How I design Apify Actor input schemas (20+ Actors in)

👉

This article was written by Max Dziura as part of Write for Apify - a program for developers sharing original articles about what they've built with Apify.

I've browsed hundreds of Actors in Apify Store. Not casually - I was trying to figure out why some Actors get used, and others don't. At that point, I already had a few Actors live, but adoption was inconsistent. Some worked great technically, but were barely used.

After publishing 20+ public Actors and crossing 5,000 total users, one pattern became impossible to ignore: the input schema matters more than the scraper itself, at least for getting users. An Actor with mediocre code and a clean schema will outperform a technically excellent Actor with a confusing one. I know this because I've been on both sides of that trade-off. The pattern I kept seeing in Apify Console data was that drop-off happened at the schema, not the output.

I've spent the last six months iterating on this. Here's what actually moved the numbers.

Why the input schema is not "just config"

The input schema is the only UI your Actor has. It's what a user sees before they decide whether to trust your work enough to click Run. Most developers - myself included, for longer than I'd like to admit - treat it as something you fill out after the real work is done. That instinct is wrong, and it cost me runs.

I had an Actor early on that I was quietly proud of. It was fast, reliable, and produced clean output. But it had around 12 fields sitting at the top level with no grouping, no hierarchy, no obvious starting point. I didn't think much of it until I started comparing Actor page visits against actual runs in Apify Console. The drop-off was significant - people were landing on it, opening the schema, and leaving. I redesigned the schema without touching a single line of scraper code, and the run count went up. That was the moment I stopped thinking of the schema as configuration and started thinking of it as a product.

Start with the description

Most developers leave the schema description empty. I did too for the first several Actors I published.

Now I treat it as the first five seconds of onboarding. I use it to explain what input formats are accepted, clarify edge cases, and set expectations around limits or behavior. A user who reads the description and immediately understands what to do is a user who actually runs your Actor.

The formatting earns its place here. Use markdown. Use emojis. A wall of plain text is just as easy to ignore as no description at all. Here's roughly what a good description looks like:

Supports:

@username
username
https://x.com/username

💡 Tip: Use "Parse All Results" to scrape full history.
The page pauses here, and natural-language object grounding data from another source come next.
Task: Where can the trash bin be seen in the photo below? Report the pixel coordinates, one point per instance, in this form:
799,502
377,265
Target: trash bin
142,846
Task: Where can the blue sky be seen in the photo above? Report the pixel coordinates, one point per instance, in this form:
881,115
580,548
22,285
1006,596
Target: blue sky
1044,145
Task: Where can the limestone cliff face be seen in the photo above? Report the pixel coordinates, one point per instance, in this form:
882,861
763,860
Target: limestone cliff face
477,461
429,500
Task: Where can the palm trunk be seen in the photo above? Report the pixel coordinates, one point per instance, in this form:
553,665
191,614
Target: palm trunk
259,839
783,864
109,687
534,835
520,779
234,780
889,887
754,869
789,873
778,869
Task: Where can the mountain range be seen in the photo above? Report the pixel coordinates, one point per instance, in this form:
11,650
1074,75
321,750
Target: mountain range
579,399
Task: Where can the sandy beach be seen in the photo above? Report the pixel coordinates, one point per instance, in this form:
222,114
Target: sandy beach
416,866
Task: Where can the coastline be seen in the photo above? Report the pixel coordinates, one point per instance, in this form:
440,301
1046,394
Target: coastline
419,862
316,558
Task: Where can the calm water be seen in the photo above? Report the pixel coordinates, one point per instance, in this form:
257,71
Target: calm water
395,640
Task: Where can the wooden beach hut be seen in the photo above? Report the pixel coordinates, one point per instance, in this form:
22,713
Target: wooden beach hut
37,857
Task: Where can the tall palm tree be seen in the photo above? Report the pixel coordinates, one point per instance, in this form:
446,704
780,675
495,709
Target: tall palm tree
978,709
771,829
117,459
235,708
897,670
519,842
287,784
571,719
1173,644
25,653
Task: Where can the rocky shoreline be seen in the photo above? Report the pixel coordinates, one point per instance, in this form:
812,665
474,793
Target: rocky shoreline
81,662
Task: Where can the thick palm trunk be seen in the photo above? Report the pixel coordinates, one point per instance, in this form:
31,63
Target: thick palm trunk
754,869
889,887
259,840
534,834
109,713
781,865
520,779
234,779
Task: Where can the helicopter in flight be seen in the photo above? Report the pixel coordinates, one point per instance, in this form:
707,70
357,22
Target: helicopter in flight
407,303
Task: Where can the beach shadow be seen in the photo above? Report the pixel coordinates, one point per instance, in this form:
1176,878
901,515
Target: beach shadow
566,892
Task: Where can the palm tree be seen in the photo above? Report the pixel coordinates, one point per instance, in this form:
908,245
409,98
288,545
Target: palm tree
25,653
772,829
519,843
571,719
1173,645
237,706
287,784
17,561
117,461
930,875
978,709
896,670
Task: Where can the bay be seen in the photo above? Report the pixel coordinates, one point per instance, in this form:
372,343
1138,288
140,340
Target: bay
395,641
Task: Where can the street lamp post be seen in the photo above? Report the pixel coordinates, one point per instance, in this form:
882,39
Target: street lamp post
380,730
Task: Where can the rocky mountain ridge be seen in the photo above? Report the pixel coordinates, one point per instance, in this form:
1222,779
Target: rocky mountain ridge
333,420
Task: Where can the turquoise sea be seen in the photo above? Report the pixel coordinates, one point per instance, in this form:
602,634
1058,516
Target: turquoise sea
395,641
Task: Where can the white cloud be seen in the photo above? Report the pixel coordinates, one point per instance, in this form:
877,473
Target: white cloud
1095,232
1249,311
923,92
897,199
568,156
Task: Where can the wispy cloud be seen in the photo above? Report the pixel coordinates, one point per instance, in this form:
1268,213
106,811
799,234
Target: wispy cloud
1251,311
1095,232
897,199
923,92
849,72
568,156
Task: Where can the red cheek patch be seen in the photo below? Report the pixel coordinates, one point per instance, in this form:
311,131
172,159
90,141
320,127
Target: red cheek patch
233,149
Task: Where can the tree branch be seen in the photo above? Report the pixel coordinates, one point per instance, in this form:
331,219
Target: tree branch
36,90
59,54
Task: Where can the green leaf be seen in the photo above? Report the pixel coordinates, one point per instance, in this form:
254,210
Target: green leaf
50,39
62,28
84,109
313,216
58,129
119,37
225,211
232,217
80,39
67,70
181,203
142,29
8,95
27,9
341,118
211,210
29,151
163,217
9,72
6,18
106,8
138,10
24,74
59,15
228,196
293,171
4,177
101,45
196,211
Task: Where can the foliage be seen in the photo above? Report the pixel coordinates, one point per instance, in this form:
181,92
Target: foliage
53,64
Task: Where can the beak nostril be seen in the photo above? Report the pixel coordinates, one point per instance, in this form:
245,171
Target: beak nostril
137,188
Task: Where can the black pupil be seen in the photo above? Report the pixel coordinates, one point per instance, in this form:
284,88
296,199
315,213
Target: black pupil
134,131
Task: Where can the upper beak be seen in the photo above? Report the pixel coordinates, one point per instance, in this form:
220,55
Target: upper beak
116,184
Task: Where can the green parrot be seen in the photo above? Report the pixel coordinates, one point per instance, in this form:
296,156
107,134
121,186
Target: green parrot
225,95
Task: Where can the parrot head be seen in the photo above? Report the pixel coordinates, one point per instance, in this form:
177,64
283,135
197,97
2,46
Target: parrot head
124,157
That's scannable in two seconds. Most users won't read every field label - they'll skim the description and start filling things in. Make sure that skim is enough to get them started correctly.

👉

Apify input schema documentation

Good example of using input schema description - with important information for users — Good example of using input schema description

Keep the top level minimal

The biggest schema mistake I made early was dumping everything at the root level. Filters, sorting options, and advanced configuration - all of it visible immediately. It looked "powerful." What it actually did was overwhelm anyone who wasn't already familiar with the Actor.
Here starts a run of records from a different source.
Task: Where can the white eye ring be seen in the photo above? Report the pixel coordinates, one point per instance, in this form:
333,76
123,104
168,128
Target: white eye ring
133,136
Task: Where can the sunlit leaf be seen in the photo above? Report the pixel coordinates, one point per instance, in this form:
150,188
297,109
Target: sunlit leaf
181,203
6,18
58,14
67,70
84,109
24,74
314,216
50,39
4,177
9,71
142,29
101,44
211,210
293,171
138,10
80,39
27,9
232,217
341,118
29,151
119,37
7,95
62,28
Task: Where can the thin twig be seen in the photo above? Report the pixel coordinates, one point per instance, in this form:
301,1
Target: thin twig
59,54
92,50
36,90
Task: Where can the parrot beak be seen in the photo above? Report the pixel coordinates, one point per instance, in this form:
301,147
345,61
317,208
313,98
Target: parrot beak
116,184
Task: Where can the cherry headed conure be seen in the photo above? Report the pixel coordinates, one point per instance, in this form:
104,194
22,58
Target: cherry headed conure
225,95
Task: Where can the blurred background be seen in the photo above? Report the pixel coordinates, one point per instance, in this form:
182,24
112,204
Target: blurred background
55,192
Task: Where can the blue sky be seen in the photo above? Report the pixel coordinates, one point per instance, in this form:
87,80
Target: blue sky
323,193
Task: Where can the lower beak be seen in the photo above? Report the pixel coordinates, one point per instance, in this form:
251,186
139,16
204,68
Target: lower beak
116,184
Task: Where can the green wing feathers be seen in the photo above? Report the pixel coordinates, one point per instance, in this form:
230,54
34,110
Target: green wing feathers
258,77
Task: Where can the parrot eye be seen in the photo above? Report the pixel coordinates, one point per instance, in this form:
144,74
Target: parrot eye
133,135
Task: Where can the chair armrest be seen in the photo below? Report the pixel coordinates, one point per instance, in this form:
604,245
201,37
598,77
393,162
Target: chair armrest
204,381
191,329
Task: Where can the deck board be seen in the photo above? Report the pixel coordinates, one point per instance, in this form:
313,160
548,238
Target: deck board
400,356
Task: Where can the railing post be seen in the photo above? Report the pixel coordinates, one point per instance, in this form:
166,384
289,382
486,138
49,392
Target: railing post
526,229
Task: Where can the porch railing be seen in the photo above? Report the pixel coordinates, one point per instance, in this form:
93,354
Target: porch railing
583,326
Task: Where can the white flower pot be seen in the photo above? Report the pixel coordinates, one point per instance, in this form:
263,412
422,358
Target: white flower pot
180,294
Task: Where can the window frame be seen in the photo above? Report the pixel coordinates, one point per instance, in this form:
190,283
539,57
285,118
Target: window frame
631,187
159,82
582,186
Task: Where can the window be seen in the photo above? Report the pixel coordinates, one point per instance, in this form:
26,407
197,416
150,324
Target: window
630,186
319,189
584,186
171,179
The structure I follow now in almost every Actor I build:

Main input - a URL, username, query string, or array of those
Data type selector - what kind of data the user wants (if applicable)
Max results - a numeric limit field
Parse all toggle - a checkbox (more on this below)
Filters - a collapsible section containing everything else

Apify's schema supports collapsible sections natively via sectionCaption , and using it is one of the highest-leverage changes you can make to a cluttered schema:

"sectionCaption": "🧰 Filters"

I also use emojis consistently in section and field names. It sounds like a minor stylistic choice, but it genuinely helps users navigate the schema without reading every label. A quick visual scan of ❤️ Minimum Likes, 🌍 Country, 📅 Date Range is much faster than parsing a plain text list.

👉

Apify Actor input schema - sections

Side-by-side of a cluttered top-level schema vs clean version with a collapsed Filters section — Side-by-side of a cluttered top-level schema vs. clean version with a collapsed Filters section

Accept multiple input formats and cut your support messages to zero

This one came directly from user pain. When you're publishing to Apify Store, you're not controlling who uses your Actor or what they copy-paste into the input field. Across my Instagram, Twitter, and YouTube scrapers, I kept getting the same messages: users couldn't figure out the right format. Some were pasting full URLs from their browser. Others were passing just a username or handle. Some were prefixing with @, some weren't. The message that finally pushed me to fix it was: "I've tried three different ways to enter the profile, and it keeps failing - am I doing something wrong?" They weren't. I was.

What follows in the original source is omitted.